Quando l’amore in Sicilia veniva celebrato, gli innamorati si davano alla pasticceria, alcuni dei dolci tipici, tra cuore e gusto
A Ragusa, vi era una tradizione, la domenica, i giovani ragusani passeggiavano nei pressi della chiesa di San Giacomo per cercare di conquistare una fanciulla. Se riuscivano nel loro intento, gli incontri successivi si spostavano in luogo diverso. Le fanciulle, nell’attesa del corteggiatore, erano solite condividere i cutumedi, dei dolci locali a forma di ciambella aromatizzati al miele. La ricetta si realizza impastando in una terrina ricotta, farina ed un uovo intero, quindi si creano delle palline morbide da friggere poi in un padellino con strutto o con olio e quindi cospargerle con miele di timo, "cutumedi" dal greco "cutmìs, idos" che significa leccornia.

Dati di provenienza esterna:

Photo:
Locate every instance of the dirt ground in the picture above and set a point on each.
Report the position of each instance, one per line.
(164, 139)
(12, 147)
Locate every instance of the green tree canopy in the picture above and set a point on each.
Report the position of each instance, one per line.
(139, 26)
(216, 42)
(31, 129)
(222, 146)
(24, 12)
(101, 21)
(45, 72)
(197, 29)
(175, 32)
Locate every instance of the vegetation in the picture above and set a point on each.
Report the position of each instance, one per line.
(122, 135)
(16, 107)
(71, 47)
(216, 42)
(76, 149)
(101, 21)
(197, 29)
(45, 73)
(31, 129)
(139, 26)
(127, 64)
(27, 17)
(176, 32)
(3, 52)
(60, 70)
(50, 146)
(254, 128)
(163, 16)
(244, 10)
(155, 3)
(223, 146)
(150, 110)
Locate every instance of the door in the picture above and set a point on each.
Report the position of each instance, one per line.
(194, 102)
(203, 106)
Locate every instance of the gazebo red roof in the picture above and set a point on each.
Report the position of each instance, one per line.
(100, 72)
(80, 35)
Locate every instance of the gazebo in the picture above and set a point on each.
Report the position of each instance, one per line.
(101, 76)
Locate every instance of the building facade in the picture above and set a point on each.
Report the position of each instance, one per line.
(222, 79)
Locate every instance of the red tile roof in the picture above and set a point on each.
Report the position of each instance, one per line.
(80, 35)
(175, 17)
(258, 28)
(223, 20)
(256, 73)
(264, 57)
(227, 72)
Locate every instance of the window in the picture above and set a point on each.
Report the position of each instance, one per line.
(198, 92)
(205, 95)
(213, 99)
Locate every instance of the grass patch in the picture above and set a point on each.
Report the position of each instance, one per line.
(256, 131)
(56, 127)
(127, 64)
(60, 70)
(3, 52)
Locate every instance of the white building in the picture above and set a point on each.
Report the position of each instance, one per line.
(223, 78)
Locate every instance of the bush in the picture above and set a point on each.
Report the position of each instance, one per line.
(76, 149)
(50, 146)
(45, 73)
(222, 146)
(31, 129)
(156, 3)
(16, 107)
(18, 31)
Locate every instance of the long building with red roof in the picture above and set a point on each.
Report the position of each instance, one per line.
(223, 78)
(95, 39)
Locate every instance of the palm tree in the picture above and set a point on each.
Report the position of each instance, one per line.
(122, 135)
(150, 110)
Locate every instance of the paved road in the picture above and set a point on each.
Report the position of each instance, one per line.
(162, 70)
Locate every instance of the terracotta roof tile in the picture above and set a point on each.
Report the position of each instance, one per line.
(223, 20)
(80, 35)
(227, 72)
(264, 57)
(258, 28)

Altri dolci da gustare erano le parmette, chiamati così per la loro forma che richiamava quella della palmetta, definiti “biscotti di mandorla dei poveri” in quanto, originariamente, la farina di frumento venne inserita come ingrediente insieme alle pregiate mandorle, per compensare la scarsità di queste ultime nelle famiglie dell’epoca meno abbienti.
Le chiavi di San Pietro sono dei biscotti palermitani preparati in occasione della festa del santo, che ricorre nel mese di giugno. Sono dolci realizzati con farina di mandorle e miele, tagliati a forma di chiave e decorati con confettini di zucchero. Durante la festa di San Pietro, l’usanza vuole che i fidanzati e i neo sposini si regalino queste chiavi dolci. Quando il dolce viene spezzato per mangiarlo, la parte più grande è donata al marito da parte della moglie. Le chiavi di San Pietro simboleggiano, inoltre, la speranza che i due innamorati possano incontrarsi nuovamente in paradiso.

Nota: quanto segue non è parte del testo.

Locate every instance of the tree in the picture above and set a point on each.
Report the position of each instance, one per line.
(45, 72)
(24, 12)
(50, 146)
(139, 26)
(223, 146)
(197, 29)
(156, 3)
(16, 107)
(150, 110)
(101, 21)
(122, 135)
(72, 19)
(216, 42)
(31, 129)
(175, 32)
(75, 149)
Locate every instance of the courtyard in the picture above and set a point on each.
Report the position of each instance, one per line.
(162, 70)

Ma vi era anche un rione dove abitavano i pescatori soprannominati Sanpietrani perché devoti di San Pietro. Il rione, che era situato all’interno del mandamento di Castellammare, prendeva appunto il nome del Santo, ma non vi era una chiesa a lui dedicata. I festeggiamenti avevano inizio la sera della vigilia, fra vino, “babbaluci” (lumache), angurie e quant’altro. La tradizione di questa festa però voleva che, gli organizzatori regalavano ai ragazzi del quartiere dei caratteristici biscotti a forma di chiave: questo simbolo riconosceva a San Pietro l’autorità di custode delle chiavi del Paradiso.
I biscotti d’a zita sono tipici della provincia di Trapani. In passato si preparavano solo in occasione dei ricevimenti nuziali. Il modo più gustoso per mangiarli è inzuppandoli nel vino.

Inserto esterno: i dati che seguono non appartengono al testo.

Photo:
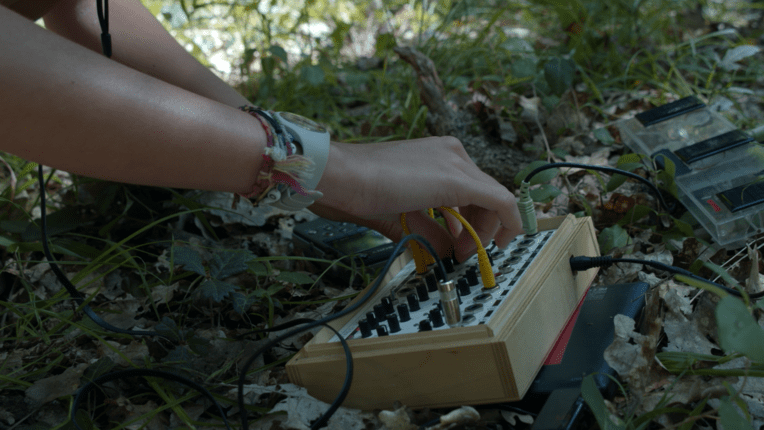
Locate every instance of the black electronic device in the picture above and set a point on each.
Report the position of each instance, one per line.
(322, 238)
(555, 394)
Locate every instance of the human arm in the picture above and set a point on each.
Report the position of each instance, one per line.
(140, 42)
(366, 184)
(412, 175)
(73, 109)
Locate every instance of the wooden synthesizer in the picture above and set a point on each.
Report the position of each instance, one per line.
(404, 350)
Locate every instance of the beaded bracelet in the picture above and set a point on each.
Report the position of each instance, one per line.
(281, 164)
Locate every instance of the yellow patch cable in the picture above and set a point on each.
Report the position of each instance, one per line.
(486, 272)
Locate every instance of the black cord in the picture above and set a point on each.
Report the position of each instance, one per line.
(103, 19)
(70, 288)
(346, 386)
(584, 263)
(605, 169)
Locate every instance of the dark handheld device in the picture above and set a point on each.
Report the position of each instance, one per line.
(322, 238)
(556, 391)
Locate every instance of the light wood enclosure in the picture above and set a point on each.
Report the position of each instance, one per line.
(488, 363)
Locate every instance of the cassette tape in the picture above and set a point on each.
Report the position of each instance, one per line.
(719, 169)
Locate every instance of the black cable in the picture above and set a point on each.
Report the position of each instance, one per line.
(430, 423)
(70, 288)
(346, 386)
(103, 19)
(605, 169)
(584, 263)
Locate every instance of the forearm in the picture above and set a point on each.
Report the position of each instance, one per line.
(139, 42)
(73, 109)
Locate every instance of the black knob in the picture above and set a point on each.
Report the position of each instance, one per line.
(421, 290)
(436, 318)
(372, 319)
(439, 273)
(392, 321)
(463, 287)
(472, 276)
(403, 311)
(380, 312)
(365, 328)
(432, 283)
(413, 302)
(388, 305)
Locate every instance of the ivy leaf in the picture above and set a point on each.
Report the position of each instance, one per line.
(523, 68)
(216, 289)
(604, 136)
(199, 345)
(258, 268)
(241, 303)
(229, 263)
(168, 328)
(188, 258)
(558, 73)
(385, 42)
(278, 52)
(295, 278)
(613, 237)
(545, 193)
(738, 331)
(314, 75)
(731, 419)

Per concludere, non possiamo non nominare uno dei dolci più amati: le minnule agghiazzati. Si tratta di mandorle ricoperte di zucchero, servite rigorosamente con un cucchiaio d’argento agli invitati ai matrimoni.
A seconda delle aree dell’isola, la si chiama in modi diversi, ma tutti con identico significato. La bontà della mandorla non è da mettere in discussione men che meno quella del dolce, l’origine minnule è dialettale, partendo dal presupposto che l’etimologia è quella greco-latina di “amigdala“, in dialetto siciliano diviene: mennula, minnula, mandorla.
Se ne volete sapere di più potete cercare il libro “Taula Matri: la cucina nelle terre del Verga”, curato dal Prof. Luigi Lombardo, noto studioso delle vicende storico antropologiche siciliane.